Hi Scott and welcome. Janet has given you some good advice and yes, you need to order the Taylor kit. Glad you found us!
Hi Scott and welcome. Janet has given you some good advice and yes, you need to order the Taylor kit. Glad you found us!
Janet / Watermom -
Thanks for the help. After a couple days' work, here are my numbers from this evening...
FC = 9
pH = 7.4
TA = 125
I'm going with the assumption that the pool store CYA of 97 from above is accurate until the Taylor kit arrives and I can retest that. So...
I kept FC at 25 all day yesterday (Monday). There was no FC loss overnight last night, so I allowed it to fall during the day today. Since the pool was not usable anyway, I decided to go after the TA as well, so I added acid to drop the pH to 7.0 and then aerated all day yesterday. The water is crisp and clear, and I'll keep aerating until the pH is around 7.6, and keep ratcheting down the TA over time too.
I have two questions at this point...
1. What is the best approach to maintenance? Since we know the FC will burn off in the sun, do I add excess bleach in the morning, so that when we're ready to use the pool in the evening, FC is around 8? (like most folks here, I can only test early morning and at sundown on weekdays)

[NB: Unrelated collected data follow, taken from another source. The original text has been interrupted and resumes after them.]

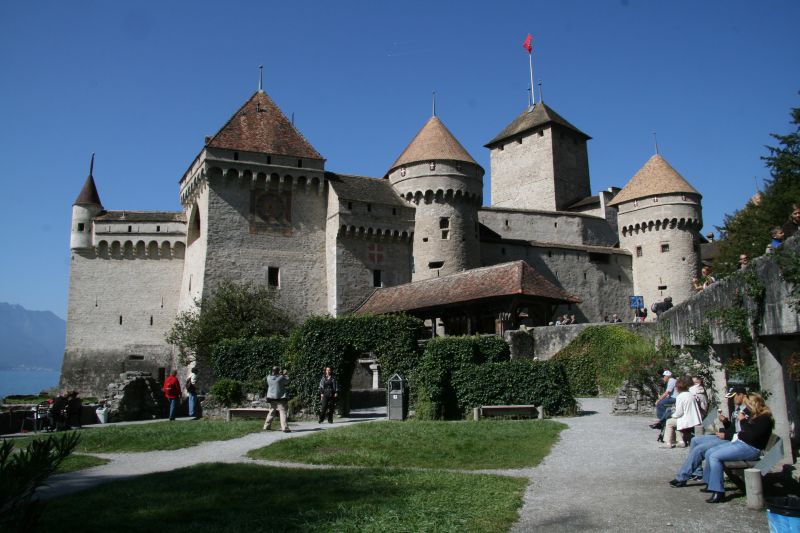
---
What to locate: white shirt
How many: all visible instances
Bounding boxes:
[671,391,703,430]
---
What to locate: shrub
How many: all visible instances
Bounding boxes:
[0,432,80,531]
[551,325,656,395]
[286,314,423,416]
[212,336,289,382]
[452,360,577,416]
[210,378,244,407]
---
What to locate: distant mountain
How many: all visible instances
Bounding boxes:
[0,303,65,371]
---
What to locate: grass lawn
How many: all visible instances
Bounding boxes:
[56,454,109,473]
[40,463,527,532]
[248,419,566,469]
[13,419,262,453]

2. I guess this is related to #1. I've read elsewhere on here that FC = 10 is pretty much the upper limit to allow swimming, but I need to keep mine at 8. That's a pretty narrow margin. I'll keep trying to lower the CYA by replacing water little by little over time, but if you have any tips on how best to maintain 10 > FC > 8 that would be great.
Thanks again!
Scott
The best time to add chlorine is in the evening when the sun is off the pool. By doing so, you have all the chlorine available to sanitize the water instead of having it lost to the sun. If you are not losing chlorine overnight, then you'll still have the same amount of cl during that day to work in your pool. If you do lose more than 1ppm of cl overnight, then you need to add bleach in the a.m. as well.
You don't have to have the cl between 8-10 to swim. When we tell people they want the cl below 10 to swim, those are people who have much lower cya levels than you do. With high cya, it is ok to swim at higher cl levels than with lower cya. So, with a cya of 97, it is fine to swim when the cl is 8-15 although when it is in the upper area of the range, you would probably want to wear old suits.
Hope your kit comes soon so we'll know for sure what your cya level is. Hope this helps.
It's great to see a newbie doing everything right! Usually, we all make super-duper mistakes at that time.
Jan and Lisa have guided you correctly.
Until you get the K-2006 you can dilute pool water with distilled water (the "CarlD Patented Shot Glass Method") to boost the range of your HTH chlorine tester.
I like the shot glass because it's not too big, not too small and gives VERY precise dilution. So...1 shot of pool water and 1 shot of distilled water mixed together, then poured into the test block (or "cell") will allow you double the reading you get. If it reads "4", your chlorine is 8.
If you use 2 shots of distilled to one of pool, you triple the reading--therefor if it reads "4" it's really 12.
Hope this helps.
Carl
Thanks Carl.
Still no Taylor kit -- hoping for early next week. For now the shotglass method is working just fine. My only concern is that I am -- or at least it seems to me like I am -- using a lot of bleach. The FC is degrading at a rate of about 9-10 ppm per day, so I'm adding a full 182-oz bottle everyday.
I suppose it is what it is, but is this typical/normal?
Scott
Can you post current water testing results? The last ones posted are from a couple of days ago. Losing 9-10 ppm of cl per day is a lot. Are you losing more than 1ppm from sundown to sunup? How does the water look?
Hi everyone --
Got my Taylor test kit today - here are the results from tonight...
pH = 8.0 (has been 7.5-7.6 with HTH kit for days)
Acid demand = 3 drops
FC = 6.4 (was 15 this morning with HTH kit)
CC = 1.0
TA = 125
CH = 700 (!??)
CYA = 60
Based on a CYA of 60, a FC of 6.4 would be right in the middle of the ideal range per the best guess CYA chart. Would that be high enough to throw the pH off, or is the 8.0 likely valid?